The investigators also used
risk-prediction algorithms and population life tables to determine the
probability of patients developing or dying from heart disease or other
noncardiovascular causes each year.
Data on the
blood-pressure-lowering effects of dark chocolate were taken from a
meta-analysis of 13 randomized controlled trials, and lipid-lowering
effects from a meta-analysis of eight short-term trials.
Costs
were taken from a review of the costs of cardiovascular complications in
a healthy population, and included the direct costs of myocardial
infarction and stroke.
They calculated the number of deaths
prevented by determining the difference in the number of deaths between
those consuming and not consuming dark chocolate.
The final model
included a total of 2,013 patients with metabolic syndrome, mean age
53.6, mean systolic blood pressure 141.1 mmHg, mean total cholesterol
6.1 mmol/L, mean HbA1c 34.4 mmol/mol, and mean waist circumference 100.4
cm.
Reid and colleagues found that daily consumption of dark
chocolate -- a polyphenol content equivalent to 100 grams of dark
chocolate -- can reduce cardiovascular events by 85 per 10,000
population over 10 years.
Specifically, with 100% compliance,
treatment would prevent 70 non-fatal and 15 fatal cardiovascular events
per 10,000 population over that time. The authors noted that this was a
"best case scenario" analysis.
When compliance was reduced to 90%,
the number of preventable non-fatal and fatal events fell to 60 and 10,
respectively, and at a compliance of 80%, was reduced to 55 and 10,
respectively.

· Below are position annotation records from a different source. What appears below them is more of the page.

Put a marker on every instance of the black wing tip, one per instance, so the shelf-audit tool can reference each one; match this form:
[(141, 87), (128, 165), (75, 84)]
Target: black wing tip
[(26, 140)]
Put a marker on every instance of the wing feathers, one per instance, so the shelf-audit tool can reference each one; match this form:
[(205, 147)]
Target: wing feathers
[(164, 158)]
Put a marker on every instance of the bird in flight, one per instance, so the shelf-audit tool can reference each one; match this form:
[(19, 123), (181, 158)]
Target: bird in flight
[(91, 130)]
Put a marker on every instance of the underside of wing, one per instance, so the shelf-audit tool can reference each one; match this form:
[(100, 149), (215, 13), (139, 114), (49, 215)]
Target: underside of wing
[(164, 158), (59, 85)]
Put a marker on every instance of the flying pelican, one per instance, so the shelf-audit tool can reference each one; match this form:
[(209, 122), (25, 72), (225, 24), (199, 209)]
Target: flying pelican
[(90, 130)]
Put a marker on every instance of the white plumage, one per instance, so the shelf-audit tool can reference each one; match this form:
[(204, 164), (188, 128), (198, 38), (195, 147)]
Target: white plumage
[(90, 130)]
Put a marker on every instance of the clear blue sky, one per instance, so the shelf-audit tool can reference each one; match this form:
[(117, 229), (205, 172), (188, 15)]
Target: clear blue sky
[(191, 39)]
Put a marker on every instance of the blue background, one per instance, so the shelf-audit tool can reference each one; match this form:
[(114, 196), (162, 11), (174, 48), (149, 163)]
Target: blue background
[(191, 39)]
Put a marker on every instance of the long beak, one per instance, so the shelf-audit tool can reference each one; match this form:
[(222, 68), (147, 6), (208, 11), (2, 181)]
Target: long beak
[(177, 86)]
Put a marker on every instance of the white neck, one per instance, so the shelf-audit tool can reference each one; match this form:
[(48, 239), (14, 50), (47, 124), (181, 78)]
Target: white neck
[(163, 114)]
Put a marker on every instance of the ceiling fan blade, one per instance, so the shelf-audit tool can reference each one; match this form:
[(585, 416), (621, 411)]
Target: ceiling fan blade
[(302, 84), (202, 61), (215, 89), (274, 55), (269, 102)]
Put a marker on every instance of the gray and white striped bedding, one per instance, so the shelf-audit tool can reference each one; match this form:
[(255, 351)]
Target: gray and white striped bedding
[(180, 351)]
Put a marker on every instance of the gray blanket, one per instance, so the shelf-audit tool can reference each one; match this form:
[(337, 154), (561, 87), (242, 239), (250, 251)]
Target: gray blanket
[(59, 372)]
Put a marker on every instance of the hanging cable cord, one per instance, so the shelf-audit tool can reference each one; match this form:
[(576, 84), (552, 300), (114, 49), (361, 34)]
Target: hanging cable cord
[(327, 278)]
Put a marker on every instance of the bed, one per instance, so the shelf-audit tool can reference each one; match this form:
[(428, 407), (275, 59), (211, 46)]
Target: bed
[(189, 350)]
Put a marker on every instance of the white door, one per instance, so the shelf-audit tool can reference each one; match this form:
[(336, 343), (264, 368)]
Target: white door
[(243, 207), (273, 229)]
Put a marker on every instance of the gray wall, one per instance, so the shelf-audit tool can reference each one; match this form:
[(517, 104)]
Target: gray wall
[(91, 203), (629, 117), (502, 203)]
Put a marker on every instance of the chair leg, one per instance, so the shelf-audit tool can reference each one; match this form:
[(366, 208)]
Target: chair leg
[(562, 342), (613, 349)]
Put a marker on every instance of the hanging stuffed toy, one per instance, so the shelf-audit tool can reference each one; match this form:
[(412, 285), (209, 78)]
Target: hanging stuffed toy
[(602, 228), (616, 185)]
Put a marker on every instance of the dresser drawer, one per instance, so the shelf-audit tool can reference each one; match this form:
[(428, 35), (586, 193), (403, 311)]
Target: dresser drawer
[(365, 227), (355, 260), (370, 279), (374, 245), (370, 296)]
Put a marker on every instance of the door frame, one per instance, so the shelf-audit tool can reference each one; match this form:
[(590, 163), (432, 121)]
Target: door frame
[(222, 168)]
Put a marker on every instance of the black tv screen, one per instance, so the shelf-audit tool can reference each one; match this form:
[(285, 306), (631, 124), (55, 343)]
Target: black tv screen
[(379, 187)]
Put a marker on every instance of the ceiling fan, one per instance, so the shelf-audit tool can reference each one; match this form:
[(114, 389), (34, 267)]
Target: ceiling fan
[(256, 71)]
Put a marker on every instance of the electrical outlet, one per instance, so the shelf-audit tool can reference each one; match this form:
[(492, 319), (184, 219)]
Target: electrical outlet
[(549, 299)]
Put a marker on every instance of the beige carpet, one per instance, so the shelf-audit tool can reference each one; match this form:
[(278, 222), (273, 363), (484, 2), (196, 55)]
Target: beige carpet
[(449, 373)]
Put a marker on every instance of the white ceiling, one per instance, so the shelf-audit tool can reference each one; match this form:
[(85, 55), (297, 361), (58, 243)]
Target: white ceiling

Even at these levels, however, daily dark chocolate was
still considered an effective and cost-effective intervention strategy,
they wrote.
At a cost of $42 per person per year, dark chocolate
prevention strategies came to an estimated ICER of $50,000 per years of
life saved -- a figure well within typical cost-effectiveness
thresholds, the researchers said.
That $42 could be spent on
advertising, educational campaigns, or subsidization of dark chocolate
in higher-risk populations, they wrote.
Reid and colleagues noted
that the study was limited by its reliance on the Framingham algorithm,
which may underestimate risk in a high-risk population, and by
assumptions about the risk of death following a cardiovascular event.
The
study was also limited by the assumption that the benefits of dark
chocolate, which have only been observed in short-term trials, extend to
10 years. Still, they concluded that the findings suggest dark
chocolate may be an effective and cost-effective strategy for preventing
heart disease in patients with metabolic syndrome.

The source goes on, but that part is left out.